I was happy that I had this and that on the screen, doing this and that, but nothing affected anything. This, obviously, wasn't acceptable, so the next attributes added to the GameObject were hitpoints, for example. Of course I added much more junk to it but none of it makes any sense or difference at this point, so we'll just ignore them for now. As I had decided to work on something Asteroids-like (no, I wasn't going to stay there but to add much more weird but interesting junk) project, (not) colliding with things is pretty important, I guess. While writing up this set of posts I've also worked on more than makes sense to explain now.

Collision ponderings

  • The rocks can hit the player's ship and vice versa
  • The rocks can hit each other
  • The speed difference should matter
  • Mass differences should matter
  • The collision angle is also important

Two-phased collision detection

Because at a given moment there can be quite a good amount of Objects on the lists, there's absolutely no point in checking each and every one by the pixel. It's maybe better to first check if any two objects are about to collide and only then go for a more accurate check, if needed. In the first phase - at the moment - I just iterate through the list of all the 'roids and the player's Ship and compare each other's basic areas for overlapping. To this task pygame's rectangle.colliderect() function is just fine:

def collides_with(self, other):
        collides = False
        if self and other:
            if self.get_rect().colliderect(other.get_rect()):
                collides = self.accurate_collision(other)
        return collides
def accurate_collision(self, other):
        return True

Naturally the second method is only a stub that I'll implement properly whenever I get to it. Right now it just says "yeah, yeah, they do collide, stop bothering me already" and then both colliding GameObjects get a 2d6 amount of damage until one or both of them are destroyed. Because there are four sizes of Asteroids, the bigger ones break into n smaller Asteroids, if the masters of d6 so decide.
While testing I got rather quickly tired of my ship being destroyed while flying around, so I added a Megatron-like cheat. The game says Afterdeath and the Ship's hitpoints are replenished as if nothing had ever happened.

One chilly morning I was chatting about this project with a yet another coworker of mine (he had noticed some mumblings of mine in g+). Among many others a comment about the lack of antialiasing was brought up, he asked if I had considered using it or if I was going for a more retro look. My answer was that yes, I was going to do that whenever I got some more important and more bothersome stuff done out of the way.

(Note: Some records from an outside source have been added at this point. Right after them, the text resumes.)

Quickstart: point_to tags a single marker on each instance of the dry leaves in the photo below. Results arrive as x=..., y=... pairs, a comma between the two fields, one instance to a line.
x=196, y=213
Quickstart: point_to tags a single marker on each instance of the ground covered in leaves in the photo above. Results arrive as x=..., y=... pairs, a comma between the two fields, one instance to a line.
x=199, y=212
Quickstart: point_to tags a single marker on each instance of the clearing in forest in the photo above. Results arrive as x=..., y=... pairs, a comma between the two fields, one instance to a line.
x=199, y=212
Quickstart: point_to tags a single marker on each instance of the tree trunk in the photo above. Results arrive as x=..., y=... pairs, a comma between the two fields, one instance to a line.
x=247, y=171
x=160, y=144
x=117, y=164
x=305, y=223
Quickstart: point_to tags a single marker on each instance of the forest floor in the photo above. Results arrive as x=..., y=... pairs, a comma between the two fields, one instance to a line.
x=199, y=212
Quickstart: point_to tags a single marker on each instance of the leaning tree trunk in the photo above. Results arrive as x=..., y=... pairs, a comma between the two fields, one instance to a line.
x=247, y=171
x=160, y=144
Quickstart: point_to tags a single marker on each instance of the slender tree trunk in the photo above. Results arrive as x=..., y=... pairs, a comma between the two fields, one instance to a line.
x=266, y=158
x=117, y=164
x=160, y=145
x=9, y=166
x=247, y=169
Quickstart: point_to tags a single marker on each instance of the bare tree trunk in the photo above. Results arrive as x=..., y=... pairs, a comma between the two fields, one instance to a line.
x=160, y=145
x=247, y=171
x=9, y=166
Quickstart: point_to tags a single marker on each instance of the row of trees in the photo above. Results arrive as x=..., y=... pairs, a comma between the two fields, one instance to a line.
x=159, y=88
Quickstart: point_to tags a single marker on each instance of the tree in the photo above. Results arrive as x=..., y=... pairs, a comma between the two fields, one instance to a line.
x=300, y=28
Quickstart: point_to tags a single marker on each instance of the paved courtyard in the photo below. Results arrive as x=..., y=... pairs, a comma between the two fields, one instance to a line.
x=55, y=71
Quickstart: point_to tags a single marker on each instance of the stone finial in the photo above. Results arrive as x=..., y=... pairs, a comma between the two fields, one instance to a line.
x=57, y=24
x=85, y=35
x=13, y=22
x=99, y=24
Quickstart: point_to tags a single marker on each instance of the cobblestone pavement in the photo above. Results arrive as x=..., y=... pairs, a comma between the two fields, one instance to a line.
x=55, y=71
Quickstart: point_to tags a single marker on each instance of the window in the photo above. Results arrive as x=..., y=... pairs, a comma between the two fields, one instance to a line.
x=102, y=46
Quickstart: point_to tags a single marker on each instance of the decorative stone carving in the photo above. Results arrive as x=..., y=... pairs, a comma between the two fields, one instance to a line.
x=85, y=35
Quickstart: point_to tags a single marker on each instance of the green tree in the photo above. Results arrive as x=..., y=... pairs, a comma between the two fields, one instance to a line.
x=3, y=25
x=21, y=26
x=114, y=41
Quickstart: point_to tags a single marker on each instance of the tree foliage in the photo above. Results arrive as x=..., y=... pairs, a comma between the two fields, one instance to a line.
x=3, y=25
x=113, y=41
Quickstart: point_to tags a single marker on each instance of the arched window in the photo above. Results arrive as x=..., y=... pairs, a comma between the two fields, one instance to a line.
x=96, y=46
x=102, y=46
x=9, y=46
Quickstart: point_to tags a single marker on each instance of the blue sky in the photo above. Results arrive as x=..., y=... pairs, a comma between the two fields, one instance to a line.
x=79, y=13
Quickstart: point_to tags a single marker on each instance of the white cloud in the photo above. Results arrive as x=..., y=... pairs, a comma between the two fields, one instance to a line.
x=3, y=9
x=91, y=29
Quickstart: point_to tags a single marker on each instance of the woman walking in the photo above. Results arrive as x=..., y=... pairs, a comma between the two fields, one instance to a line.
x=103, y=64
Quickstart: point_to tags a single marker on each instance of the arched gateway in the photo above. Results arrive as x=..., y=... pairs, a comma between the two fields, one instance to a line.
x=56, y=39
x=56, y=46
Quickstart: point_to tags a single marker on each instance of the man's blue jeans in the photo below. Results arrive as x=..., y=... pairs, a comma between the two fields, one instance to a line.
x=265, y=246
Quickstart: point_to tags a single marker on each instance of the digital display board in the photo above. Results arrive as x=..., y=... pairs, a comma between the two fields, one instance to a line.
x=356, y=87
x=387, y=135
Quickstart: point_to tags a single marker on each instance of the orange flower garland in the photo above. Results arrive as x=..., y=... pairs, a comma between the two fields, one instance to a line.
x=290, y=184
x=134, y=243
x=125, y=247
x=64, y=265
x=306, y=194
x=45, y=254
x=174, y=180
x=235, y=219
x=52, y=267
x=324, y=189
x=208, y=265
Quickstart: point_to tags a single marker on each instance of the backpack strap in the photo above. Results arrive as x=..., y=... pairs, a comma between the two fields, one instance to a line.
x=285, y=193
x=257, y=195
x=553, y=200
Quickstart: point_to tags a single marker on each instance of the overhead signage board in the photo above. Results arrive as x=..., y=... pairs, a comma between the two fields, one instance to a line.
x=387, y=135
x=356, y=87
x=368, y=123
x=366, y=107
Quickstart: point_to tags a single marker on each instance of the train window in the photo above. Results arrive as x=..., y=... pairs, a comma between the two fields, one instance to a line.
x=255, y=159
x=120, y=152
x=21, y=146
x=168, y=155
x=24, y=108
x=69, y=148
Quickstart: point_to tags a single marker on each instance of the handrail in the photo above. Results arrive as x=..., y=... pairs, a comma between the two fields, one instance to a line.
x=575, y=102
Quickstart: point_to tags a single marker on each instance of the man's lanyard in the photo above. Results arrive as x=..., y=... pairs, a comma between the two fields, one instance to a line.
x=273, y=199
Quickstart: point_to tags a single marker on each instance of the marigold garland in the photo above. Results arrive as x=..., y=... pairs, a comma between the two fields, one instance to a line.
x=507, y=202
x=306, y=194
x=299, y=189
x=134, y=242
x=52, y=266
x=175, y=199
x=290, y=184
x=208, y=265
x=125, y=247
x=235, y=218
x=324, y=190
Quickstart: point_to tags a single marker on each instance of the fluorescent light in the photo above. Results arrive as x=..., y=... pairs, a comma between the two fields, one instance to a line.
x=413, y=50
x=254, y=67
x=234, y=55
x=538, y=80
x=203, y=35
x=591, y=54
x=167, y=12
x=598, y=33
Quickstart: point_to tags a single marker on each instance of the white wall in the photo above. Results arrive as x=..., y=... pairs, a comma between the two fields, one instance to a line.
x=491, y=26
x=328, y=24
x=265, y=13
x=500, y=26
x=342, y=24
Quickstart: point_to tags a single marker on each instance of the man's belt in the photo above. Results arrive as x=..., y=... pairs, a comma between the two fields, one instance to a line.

While we were chatting we took a look at Pygame's docs and we noticed that if I just switch all my draw.polygon-calls to draw.aalines and add a single True variable, nothing else is needed. So I tried that out the same evening and it does look much nicer, doesn't it?

After the collision

Because it would be rather ridiculous to have the space rocks flying inside and through each other after the initial collision, giving more and more damage, I thought it'd be handy to work on the deflect-method that would count the new speed vectors and angles to the colliding parties. If I could come up with something even remotely like billiards table physics, I'd be a happy *camper*. When that gets combined with critical hits (a small but fast Asteroid could crack an enormous one in two, for example), the result could be pretty fun. Oh, and the planets and who knows what else... I've got absolutely nothing ready so far!

"War. War never changes."

For everyone who's listened or read to my endless mumblings it's clear as day that among many other weird things Star Wars and Battletech are (and have been) big things for me. Especially BT is something I'm going to get some weapons-related influence. The main idea is that the player could choose one or few items of violence in their ships, depending on the ship's slots. Missiles/rockets, death rays (with or without pulses), automatic cannons and particle cannons that spit out cerulean bolts of lightning. Muahahahaha!
And if you can swap the weapon modules, why not the reactor as well? 

I'm just throwing ideas around, I'll find out later what on earth I want to do with this.